NCs (network computers)

jim bell jimbell at pacifier.com
Sun Jul 21 18:01:32 PDT 1996


At 12:53 PM 7/21/96 -0700, Vladimir Z. Nuri wrote:
>I thought this was a great message on the future "network computers"
>that may be coming out soon. a balanced view that shows how there
>may be a niche, and that there are also places where they will
>not be appropriate. the NCs could really potentially change the
>computer and cyberspace as we know it in a very significant way.

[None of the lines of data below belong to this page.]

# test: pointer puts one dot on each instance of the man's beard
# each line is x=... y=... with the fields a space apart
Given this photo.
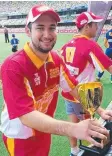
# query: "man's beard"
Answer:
x=40 y=49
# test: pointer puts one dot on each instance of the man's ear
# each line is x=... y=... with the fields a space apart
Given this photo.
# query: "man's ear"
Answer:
x=28 y=31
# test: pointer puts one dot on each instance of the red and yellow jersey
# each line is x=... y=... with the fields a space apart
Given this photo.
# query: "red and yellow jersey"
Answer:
x=31 y=84
x=82 y=56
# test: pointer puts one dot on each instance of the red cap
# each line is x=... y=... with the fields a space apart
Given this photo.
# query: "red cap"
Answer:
x=38 y=10
x=87 y=17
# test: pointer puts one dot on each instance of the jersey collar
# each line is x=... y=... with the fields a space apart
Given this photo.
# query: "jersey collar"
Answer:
x=34 y=58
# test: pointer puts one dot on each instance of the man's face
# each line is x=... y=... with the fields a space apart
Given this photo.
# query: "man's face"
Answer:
x=92 y=29
x=43 y=33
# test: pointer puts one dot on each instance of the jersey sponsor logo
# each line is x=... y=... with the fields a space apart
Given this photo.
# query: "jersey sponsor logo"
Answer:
x=44 y=102
x=54 y=72
x=37 y=79
x=73 y=70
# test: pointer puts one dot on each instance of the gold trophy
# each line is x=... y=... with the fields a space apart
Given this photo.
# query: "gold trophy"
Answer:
x=90 y=95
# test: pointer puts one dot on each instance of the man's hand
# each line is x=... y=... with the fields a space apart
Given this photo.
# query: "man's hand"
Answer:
x=105 y=114
x=87 y=129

I think that the concept of "network computers" as presented is nearly a 
joke.   (It's a rehash of the common portrait of terminal/modem computers 
that was commonly promoted in the late 60's and early 70's.)   Their main 
advantage was supposed to be cost:  The "$500" figure is the one which is 
commonly presented.  However, in the middle of 1995 the components of 
computers which were NOT bargains were memory, which was kept artificially 
high by what I can't help concluding was price fixing, and over-priced CPU's 
from Intel.  The memory-price problem has now been solved after an extreme 
price decrease, and the CPU-price problem can be avoided to a great extent 
by staying with 486's or lower-end Pentiums.  What, then, are the remaining 
advantages of a "NC"?

The one thing that these network computers were supposed to save on, in 
addition to this, was a hard disk, but when I keep seeing those ads for $170 
1-gigabyte hard disks, it's hard to imagine how anybody would WANT to save 
this amount.  

Let's do a comparison:  Even a 28.8 kbps modem can't transmit much above 
3500 bytes per second after decompression, which is about 3 million seconds 
of data to fill a 1 gigabyte hard disk, or about 800 hours.  You'd have to 
be buying Internet access time for $170/800, or 20 cents per hour, to 
justify re-loading anything twice from the Internet as opposed to storing it 
locally.  Hard disks are a bargain, and it isn't worth NOT having one.